NEW YORK (AP) -- Sales of prescription drugs in emerging markets will grow rapidly over the next few years, pharmaceutical market research firm IMS Health said Tuesday, with China becoming the world's third-largest prescription drug market in 2011.
IMS said pharmaceutical revenue in China is growing at a great pace, and the market there could double by 2013 as the country improves its health care infrastructure and aims for near-universal health coverage. The firm said drug revenue there will grow by $40 billion through 2013.
IMS said growth in China has come even more quickly than it expected. In 2006, it predicted China would be the world's sixth-largest pharmaceutical market by 2011. The two largest markets are the U.S. and Japan.
In total, IMS said emerging pharmaceutical markets will account for almost half of the global drug industry's growth by 2011. After China, it expects the greatest growth to come from Brazil, Russia, and India, which could each add $5 billion to $15 billion to worldwide pharmaceutical spending through 2013.

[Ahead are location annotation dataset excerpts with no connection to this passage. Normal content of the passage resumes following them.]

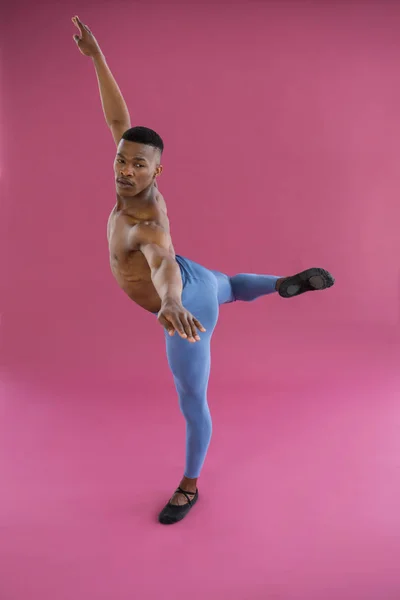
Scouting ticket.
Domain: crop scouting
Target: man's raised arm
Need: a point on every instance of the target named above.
(114, 107)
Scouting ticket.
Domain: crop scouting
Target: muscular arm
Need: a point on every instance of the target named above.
(114, 107)
(155, 243)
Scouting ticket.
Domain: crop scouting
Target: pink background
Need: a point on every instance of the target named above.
(282, 130)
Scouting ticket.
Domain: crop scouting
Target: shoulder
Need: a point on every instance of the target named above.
(149, 232)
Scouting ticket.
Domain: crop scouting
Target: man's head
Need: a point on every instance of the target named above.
(137, 163)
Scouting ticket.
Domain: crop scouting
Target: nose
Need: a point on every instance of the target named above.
(126, 172)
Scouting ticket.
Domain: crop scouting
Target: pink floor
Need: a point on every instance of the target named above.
(299, 497)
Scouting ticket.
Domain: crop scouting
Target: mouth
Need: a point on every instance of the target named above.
(124, 183)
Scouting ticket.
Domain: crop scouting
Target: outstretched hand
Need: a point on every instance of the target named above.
(175, 318)
(86, 41)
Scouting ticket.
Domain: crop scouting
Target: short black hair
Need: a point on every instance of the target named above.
(144, 135)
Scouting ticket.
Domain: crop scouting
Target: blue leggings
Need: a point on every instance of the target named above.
(203, 292)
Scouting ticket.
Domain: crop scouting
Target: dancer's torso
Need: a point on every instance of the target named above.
(130, 268)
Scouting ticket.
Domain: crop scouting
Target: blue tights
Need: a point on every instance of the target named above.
(203, 292)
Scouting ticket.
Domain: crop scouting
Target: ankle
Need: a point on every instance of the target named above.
(189, 485)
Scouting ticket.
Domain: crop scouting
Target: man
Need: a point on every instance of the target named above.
(184, 295)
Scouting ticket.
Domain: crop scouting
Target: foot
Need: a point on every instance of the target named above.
(306, 281)
(178, 507)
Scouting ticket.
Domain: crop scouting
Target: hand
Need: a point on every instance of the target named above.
(174, 317)
(86, 43)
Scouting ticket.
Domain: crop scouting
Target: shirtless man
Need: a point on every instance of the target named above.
(183, 295)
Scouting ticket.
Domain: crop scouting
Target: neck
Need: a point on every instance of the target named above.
(147, 196)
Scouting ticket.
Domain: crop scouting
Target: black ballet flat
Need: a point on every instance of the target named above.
(171, 513)
(306, 281)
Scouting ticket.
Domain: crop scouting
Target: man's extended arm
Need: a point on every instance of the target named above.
(115, 110)
(154, 244)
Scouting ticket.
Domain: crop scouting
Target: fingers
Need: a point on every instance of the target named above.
(198, 325)
(184, 324)
(77, 24)
(189, 327)
(81, 26)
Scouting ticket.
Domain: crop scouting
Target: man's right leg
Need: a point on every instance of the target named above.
(190, 365)
(245, 287)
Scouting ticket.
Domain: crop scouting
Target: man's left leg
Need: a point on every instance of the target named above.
(247, 287)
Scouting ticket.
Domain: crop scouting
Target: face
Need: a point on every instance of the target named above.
(136, 166)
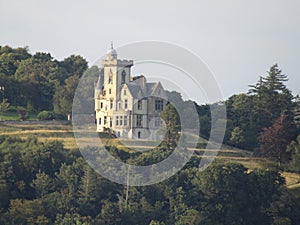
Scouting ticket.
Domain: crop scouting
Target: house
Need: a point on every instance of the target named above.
(128, 106)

IMS had highlighted seven countries as emerging drug markets in 2006: China, Brazil, Mexico, India, Russia, South Korea, and Turkey. It said South Korea is now a developed market and added another 11 countries to the list. It said another $1 billion to $5 billion could come from Venezuela, Poland, Argentina, Vietnam, South Africa, Thailand, Indonesia, Romania, Egypt, Pakistan and Ukraine through 2013.
IMS Health is based in Norwalk, Conn. Last month, it was acquired by affiliates of TPG Capital LP and the Canada Pension Plan Investment Board for $5.2 billion.